Ukraine’s heavy industries, mostly coalmining and heavy machine-building are located here, Suzdaltsev recalled. But the technological base is the one inherited back from the Soviet era. It is largely outdated. These energy-ineffective facilities remained afloat as long as they had access to low-priced Soviet and then Russian energy resources. Now most economic facilities are at a stand-still. Only some industries and coalmines are in operation. The region’s export potential remains untapped and there is no access to sea ports.

"Although problems are many, the potential of economic development does exist, and it would be very wrong to say that the region is doomed," Suzdaltsev says. "There still is skilled personnel, although some human resources have been wasted. True, development will require heavy investment, and amid the current political uncertainty it is unrealistic to expect money will suddenly start pouring in.

The financial system is in the most precarious position. A four-currency monetary system is to be introduced — the authorities have left the financial market at the mercy of uncontrolled processes, but there is no other way out.

There are two alternative concepts of the Donetsk and Luhansk republic’s future development, the deputy director of the CIS Countries Institute, Vladimir Zharikhin, has told TASS. "One is that of a compromise between Russia and the European Union, letting both republics integrate with Ukraine, which as a matter of fact would turn into a federal state with a weaker central government. And there is Kiev’s concept, which better suits the interests of the United States,reluctant to see federalization for political reasons.
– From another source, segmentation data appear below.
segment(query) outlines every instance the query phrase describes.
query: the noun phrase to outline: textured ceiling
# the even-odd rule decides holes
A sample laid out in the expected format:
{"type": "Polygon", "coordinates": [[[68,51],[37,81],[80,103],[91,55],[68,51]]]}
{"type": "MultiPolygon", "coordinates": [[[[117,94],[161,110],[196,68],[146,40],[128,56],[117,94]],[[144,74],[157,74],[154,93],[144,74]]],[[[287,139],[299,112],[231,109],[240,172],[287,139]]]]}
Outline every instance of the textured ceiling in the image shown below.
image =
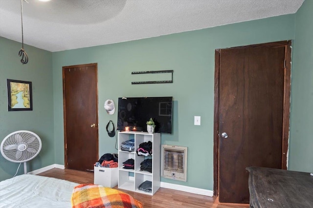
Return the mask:
{"type": "MultiPolygon", "coordinates": [[[[55,52],[123,42],[293,14],[304,0],[27,0],[24,43],[55,52]]],[[[0,36],[22,42],[20,0],[0,0],[0,36]]]]}

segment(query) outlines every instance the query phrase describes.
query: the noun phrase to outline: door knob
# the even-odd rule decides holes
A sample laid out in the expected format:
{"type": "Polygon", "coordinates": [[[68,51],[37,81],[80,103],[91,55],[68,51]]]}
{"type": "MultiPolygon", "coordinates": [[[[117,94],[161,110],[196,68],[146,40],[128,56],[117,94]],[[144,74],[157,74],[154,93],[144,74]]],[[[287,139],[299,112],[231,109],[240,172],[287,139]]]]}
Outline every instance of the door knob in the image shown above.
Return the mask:
{"type": "Polygon", "coordinates": [[[226,132],[223,132],[222,133],[222,137],[226,139],[228,137],[228,135],[227,134],[226,132]]]}

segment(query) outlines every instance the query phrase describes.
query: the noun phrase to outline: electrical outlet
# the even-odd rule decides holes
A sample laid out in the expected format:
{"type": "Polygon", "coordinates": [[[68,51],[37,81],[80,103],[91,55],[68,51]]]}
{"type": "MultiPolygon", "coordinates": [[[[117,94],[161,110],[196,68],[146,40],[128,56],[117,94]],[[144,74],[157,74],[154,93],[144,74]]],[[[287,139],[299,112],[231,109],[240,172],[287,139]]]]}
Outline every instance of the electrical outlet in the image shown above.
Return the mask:
{"type": "Polygon", "coordinates": [[[195,125],[201,125],[201,116],[195,116],[195,125]]]}

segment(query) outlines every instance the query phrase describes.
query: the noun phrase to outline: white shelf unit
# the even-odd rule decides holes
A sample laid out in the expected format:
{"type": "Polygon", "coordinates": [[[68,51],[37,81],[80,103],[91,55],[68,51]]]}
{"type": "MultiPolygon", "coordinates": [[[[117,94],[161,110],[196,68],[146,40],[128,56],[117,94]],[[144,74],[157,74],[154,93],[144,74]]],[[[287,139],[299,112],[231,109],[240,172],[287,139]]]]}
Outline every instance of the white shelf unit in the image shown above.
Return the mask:
{"type": "Polygon", "coordinates": [[[118,187],[152,195],[160,187],[161,178],[161,135],[159,133],[149,134],[137,131],[118,132],[118,187]],[[126,141],[134,139],[134,150],[132,152],[121,150],[121,144],[126,141]],[[136,150],[144,142],[152,142],[152,155],[148,156],[137,155],[136,150]],[[134,160],[134,169],[124,169],[123,163],[129,159],[134,160]],[[146,159],[152,159],[152,173],[140,170],[140,163],[146,159]],[[151,192],[138,189],[139,186],[146,181],[152,182],[151,192]]]}

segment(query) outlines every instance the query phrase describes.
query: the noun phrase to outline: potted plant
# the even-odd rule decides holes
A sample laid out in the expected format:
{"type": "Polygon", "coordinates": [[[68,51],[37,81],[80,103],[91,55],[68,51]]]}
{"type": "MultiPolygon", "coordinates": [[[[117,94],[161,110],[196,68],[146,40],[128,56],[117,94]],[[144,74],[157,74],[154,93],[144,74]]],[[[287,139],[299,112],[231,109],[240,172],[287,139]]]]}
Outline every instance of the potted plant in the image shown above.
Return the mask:
{"type": "Polygon", "coordinates": [[[152,118],[150,118],[150,120],[147,122],[147,131],[149,134],[153,134],[155,132],[155,122],[153,121],[152,118]]]}

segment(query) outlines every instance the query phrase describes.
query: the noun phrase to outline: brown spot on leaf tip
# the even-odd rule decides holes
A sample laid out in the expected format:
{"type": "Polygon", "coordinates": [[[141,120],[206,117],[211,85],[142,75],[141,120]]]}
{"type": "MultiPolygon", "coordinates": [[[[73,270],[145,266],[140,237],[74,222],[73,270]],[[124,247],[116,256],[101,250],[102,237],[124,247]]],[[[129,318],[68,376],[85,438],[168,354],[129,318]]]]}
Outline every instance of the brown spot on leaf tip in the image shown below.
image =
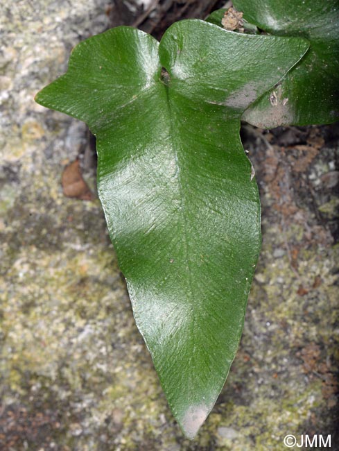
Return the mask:
{"type": "Polygon", "coordinates": [[[82,201],[92,201],[94,198],[82,178],[78,160],[65,167],[61,182],[64,195],[67,197],[75,197],[82,201]]]}
{"type": "Polygon", "coordinates": [[[238,30],[241,33],[244,32],[243,12],[237,11],[234,8],[229,8],[224,14],[221,19],[221,24],[225,30],[234,31],[238,30]]]}

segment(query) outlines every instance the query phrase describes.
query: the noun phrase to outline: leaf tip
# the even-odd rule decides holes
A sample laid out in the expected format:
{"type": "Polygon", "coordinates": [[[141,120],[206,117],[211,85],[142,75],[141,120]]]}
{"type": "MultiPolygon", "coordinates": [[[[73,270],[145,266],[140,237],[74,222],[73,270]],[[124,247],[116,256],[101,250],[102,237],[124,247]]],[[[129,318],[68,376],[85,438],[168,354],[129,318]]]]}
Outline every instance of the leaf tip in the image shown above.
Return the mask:
{"type": "Polygon", "coordinates": [[[193,405],[188,407],[180,422],[182,432],[188,439],[193,440],[195,438],[210,410],[205,404],[193,405]]]}

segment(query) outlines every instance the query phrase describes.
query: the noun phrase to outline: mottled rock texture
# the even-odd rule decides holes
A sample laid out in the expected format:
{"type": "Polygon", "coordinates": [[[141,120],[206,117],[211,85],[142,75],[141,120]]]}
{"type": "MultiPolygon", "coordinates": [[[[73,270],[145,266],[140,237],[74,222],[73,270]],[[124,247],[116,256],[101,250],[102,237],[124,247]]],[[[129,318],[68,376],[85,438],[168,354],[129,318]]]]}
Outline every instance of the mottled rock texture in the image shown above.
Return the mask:
{"type": "Polygon", "coordinates": [[[338,450],[337,128],[246,131],[263,251],[238,356],[190,442],[134,324],[99,201],[62,194],[77,158],[94,191],[86,127],[33,101],[107,27],[106,2],[0,7],[0,449],[284,450],[287,434],[331,433],[338,450]]]}

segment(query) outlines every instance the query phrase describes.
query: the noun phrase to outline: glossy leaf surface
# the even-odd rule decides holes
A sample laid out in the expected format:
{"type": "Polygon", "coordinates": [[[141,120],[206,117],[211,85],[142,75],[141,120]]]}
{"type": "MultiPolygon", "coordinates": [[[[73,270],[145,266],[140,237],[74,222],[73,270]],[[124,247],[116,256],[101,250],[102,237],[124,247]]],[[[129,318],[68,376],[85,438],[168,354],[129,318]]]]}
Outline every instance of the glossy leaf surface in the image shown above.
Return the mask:
{"type": "Polygon", "coordinates": [[[160,44],[119,27],[78,45],[37,96],[96,135],[99,195],[137,325],[189,438],[235,356],[260,248],[240,118],[307,48],[199,20],[174,24],[160,44]]]}
{"type": "Polygon", "coordinates": [[[310,50],[243,119],[262,128],[339,120],[339,1],[234,0],[245,19],[279,36],[301,36],[310,50]]]}

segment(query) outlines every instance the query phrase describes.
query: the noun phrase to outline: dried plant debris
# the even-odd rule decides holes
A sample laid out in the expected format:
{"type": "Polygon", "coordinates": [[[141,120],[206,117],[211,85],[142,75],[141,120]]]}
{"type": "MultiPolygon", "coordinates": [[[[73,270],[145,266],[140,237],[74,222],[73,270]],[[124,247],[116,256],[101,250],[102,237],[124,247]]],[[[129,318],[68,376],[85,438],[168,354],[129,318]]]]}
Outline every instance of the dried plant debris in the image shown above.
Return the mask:
{"type": "Polygon", "coordinates": [[[234,8],[229,8],[225,12],[221,24],[225,30],[244,32],[243,13],[234,8]]]}

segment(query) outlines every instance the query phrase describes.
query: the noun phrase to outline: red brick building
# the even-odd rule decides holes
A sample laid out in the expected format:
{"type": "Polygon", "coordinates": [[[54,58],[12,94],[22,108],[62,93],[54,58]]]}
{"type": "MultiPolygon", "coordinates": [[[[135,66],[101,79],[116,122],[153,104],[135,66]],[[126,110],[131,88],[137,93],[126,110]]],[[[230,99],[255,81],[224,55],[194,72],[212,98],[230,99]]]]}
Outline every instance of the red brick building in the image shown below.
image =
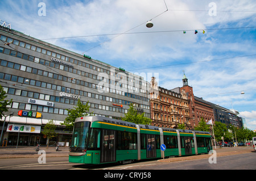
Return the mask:
{"type": "Polygon", "coordinates": [[[158,87],[155,78],[151,81],[150,112],[152,125],[176,128],[184,124],[191,128],[188,100],[185,93],[158,87]]]}
{"type": "Polygon", "coordinates": [[[180,88],[180,90],[187,96],[192,128],[198,126],[201,117],[204,118],[205,121],[212,119],[213,124],[214,121],[213,110],[210,103],[203,100],[202,98],[194,96],[193,87],[188,85],[188,79],[185,74],[182,80],[183,86],[180,88]]]}

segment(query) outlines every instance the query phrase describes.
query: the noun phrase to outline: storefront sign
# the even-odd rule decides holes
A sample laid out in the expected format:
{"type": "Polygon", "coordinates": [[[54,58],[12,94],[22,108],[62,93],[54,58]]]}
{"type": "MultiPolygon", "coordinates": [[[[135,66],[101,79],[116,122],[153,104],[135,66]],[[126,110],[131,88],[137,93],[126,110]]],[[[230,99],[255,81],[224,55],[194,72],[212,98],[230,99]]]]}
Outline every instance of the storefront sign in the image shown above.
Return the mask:
{"type": "Polygon", "coordinates": [[[52,60],[52,61],[56,62],[56,63],[59,63],[59,64],[63,64],[63,65],[67,65],[67,66],[71,66],[72,68],[74,67],[72,64],[69,64],[68,62],[66,62],[65,61],[62,61],[62,60],[59,60],[59,59],[57,59],[57,58],[53,58],[53,57],[52,57],[51,58],[51,60],[52,60]]]}
{"type": "Polygon", "coordinates": [[[42,113],[38,112],[32,112],[32,111],[24,111],[22,110],[19,111],[18,112],[18,115],[20,116],[24,117],[33,117],[36,118],[40,118],[42,117],[42,113]]]}
{"type": "Polygon", "coordinates": [[[53,107],[54,106],[53,102],[34,99],[28,99],[28,103],[49,107],[53,107]]]}
{"type": "Polygon", "coordinates": [[[113,106],[118,106],[118,107],[123,107],[123,105],[122,105],[122,104],[119,105],[119,104],[113,104],[113,106]]]}
{"type": "Polygon", "coordinates": [[[8,124],[6,131],[9,132],[19,132],[20,133],[40,133],[41,132],[41,127],[30,125],[8,124]]]}
{"type": "Polygon", "coordinates": [[[64,92],[60,92],[60,96],[68,97],[68,98],[77,99],[79,99],[80,98],[80,95],[75,95],[75,94],[68,94],[68,93],[66,93],[64,92]]]}

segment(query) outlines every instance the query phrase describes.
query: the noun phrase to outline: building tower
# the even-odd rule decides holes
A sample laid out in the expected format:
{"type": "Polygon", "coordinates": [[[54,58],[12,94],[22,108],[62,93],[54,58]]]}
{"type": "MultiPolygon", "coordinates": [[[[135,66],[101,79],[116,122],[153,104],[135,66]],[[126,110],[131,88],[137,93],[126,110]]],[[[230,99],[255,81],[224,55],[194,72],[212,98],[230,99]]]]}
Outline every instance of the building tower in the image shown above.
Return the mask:
{"type": "Polygon", "coordinates": [[[184,75],[183,75],[183,78],[182,79],[182,81],[183,81],[183,86],[188,86],[188,79],[186,77],[186,75],[185,75],[185,71],[183,70],[184,75]]]}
In fact, a federative Ukraine would be a neutral country looking both ways, towards the West and the East. The United States has obviously opted for phasing out the Donetsk and Lugansk republics from Ukraine’s political and economic affairs and turning them into equivalents of Trans-Dniestria or Northern Cyprus."

In a situation like that, Zharikhin said, developing the economies in both republics will be no easy, although such a potential does exist. First of all, there is coal, and Ukraine needs it very much. "Latent supplies of Donetsk coal to Ukraine are already underway. It is not accidental that both the Donetsk and Luhansk republics have retained the hryvnia as part of their multi-currency systems." Also, they certainly count on support from Russia, but Kiev and the West will certainly be posing obstructions to this," he said.